A nossa principal motivação sempre foi, é e será a paixão genuína pela música e por todo o processo criativo que ela acarreta. Nós adoramos compor, ensaiar, gravar e subir ao palco para tocar. Além disso, testemunhar o apoio e entusiasmo crescentes do público, especialmente nos concertos ao vivo, dá-nos um boost de motivação único. Ver o público a vibrar com os nossos temas, a dar-nos os parabéns pelo nosso trabalho, isso faz-nos querer elevar sempre mais a fasquia e dar o melhor de nós. A paixão pela música e o desejo de explorar e expressar ideias através dela. Também somos motivados pelo desejo de provocar reflexões e discussões sobre temas importantes. Claro que o reconhecimento da crítica e o sucesso comercial são fatores motivacionais também. Mas no fundo, mesmo que isso não existisse, nós continuaríamos a fazer música com a mesma paixão. Porque para nós, os Godiva, a música é tão necessária como respirar. Faz parte de nós e vai sempre alimentar a nossa motivação, agora e no futuro.


M.I. - Neste momento, estão a trabalhar de forma independente e assim pretendem manter-se ou gostariam de obter um contrato discográfico com alguma editora?

Atualmente, estamos a trabalhar de forma independente e gostamos da liberdade que isso nos dá. Ser independentes permite-nos ter controlo criativo total sobre a nossa música, até porque sabemos que não encaixamos completamente em nenhuma “caixa”. Permite-nos explorar diferentes sonoridades, temas e conceitos sem restrições externas. No entanto, não somos fundamentalistas, da mesma forma que não queremos criar uma versão “bastarda” da nossa essência, se existir uma editora que acredite no que fazemos, claro que ponderaríamos a proposta, existem vantagens óbvias em poder usufruir dos recursos de uma editora. Por isso, estamos sempre abertos a oportunidades que possam surgir no futuro. Queremos que a nossa música chegue ao maior número de pessoas possível, e se uma parceria com uma editora nos ajudar a alcançar esse objetivo, estaríamos dispostos a explorá-la.
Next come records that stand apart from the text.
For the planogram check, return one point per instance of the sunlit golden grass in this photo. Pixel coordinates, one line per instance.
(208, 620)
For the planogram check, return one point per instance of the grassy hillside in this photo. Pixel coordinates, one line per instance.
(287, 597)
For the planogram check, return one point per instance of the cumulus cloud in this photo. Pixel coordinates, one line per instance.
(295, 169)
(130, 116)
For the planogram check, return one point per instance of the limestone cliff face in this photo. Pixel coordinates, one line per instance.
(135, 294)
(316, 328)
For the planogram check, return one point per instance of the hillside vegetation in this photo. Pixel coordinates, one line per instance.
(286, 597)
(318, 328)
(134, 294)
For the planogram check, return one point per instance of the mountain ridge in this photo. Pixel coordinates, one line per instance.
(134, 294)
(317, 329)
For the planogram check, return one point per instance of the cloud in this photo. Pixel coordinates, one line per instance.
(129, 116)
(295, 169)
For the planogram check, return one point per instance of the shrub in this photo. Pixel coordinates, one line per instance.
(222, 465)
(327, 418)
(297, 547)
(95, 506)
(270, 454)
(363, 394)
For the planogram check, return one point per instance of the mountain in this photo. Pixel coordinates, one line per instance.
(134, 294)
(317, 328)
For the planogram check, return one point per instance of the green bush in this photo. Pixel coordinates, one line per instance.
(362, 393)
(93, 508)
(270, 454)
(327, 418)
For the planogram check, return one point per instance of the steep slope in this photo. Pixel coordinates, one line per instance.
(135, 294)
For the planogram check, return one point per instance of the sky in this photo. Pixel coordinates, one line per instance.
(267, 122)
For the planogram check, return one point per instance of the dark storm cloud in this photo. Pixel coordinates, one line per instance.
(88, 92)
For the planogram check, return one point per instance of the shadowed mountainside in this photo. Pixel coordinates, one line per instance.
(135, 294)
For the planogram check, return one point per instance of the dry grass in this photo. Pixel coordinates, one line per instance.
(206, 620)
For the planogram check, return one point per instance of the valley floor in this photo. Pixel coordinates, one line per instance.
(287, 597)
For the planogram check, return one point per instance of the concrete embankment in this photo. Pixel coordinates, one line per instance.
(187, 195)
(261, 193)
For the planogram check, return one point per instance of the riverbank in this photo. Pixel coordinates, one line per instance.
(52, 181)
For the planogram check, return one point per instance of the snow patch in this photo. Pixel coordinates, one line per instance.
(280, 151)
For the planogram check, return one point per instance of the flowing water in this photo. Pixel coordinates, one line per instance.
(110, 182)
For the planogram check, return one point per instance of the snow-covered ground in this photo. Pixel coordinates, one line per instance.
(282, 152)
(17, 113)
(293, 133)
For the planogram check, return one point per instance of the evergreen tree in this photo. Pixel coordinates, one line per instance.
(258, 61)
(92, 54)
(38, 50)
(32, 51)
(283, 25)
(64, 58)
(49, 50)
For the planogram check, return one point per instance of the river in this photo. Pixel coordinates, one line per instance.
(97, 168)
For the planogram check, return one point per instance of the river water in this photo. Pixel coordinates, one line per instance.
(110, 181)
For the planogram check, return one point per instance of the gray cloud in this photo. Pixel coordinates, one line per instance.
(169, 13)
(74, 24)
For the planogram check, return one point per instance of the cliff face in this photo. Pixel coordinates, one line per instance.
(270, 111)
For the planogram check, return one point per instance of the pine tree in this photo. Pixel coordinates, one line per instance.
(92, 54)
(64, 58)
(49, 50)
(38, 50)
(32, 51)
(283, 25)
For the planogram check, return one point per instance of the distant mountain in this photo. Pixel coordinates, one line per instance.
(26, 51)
Por enquanto, estamos focados em promover o nosso novo álbum "Hubris" de forma independente, mas estamos entusiasmados com as possibilidades que o futuro nos reserva.


M.I. - Para terminar, quando e onde vos podemos ver ao vivo?

Estamos ansiosos para continuar a mostrar a nossa música ao vivo. Todos sabemos que este é um processo evolutivo e queremos dar um passo assertivo de cada vez. Neste momento, temos vários concertos marcados em Portugal, Bélgica, Suíça, Roménia, e inclusive uma tour Ibérica a revelar e ainda uma tour na Europa de Leste que inclui Roménia, Hungria e Bulgária. Há datas e locais exatos que ainda estão a ser finalizados, mas pretendemos percorrer todas as cidades e países que nos queiram receber. Para ficarem atualizados sobre as nossas atuações ao vivo, convidamos todos a seguirem as nossas redes sociais e o nosso site oficial. Lá iremos anunciar todas as informações sobre os próximos concertos e onde nos podem ver ao vivo. Existem muitas novidades, felizmente Hubris está a ter uma receção especialmente calorosa. Estamos ansiosos para encontrar e partilhar a nossa música com todos. Esperamos vê-los em breve num dos nossos concertos ao vivo! Até lá, fiquem atentos às nossas redes para não perderem nenhuma novidade. Agradecemos também a todos o apoios constante e as inúmeras mensagens e partilhas destes últimos meses.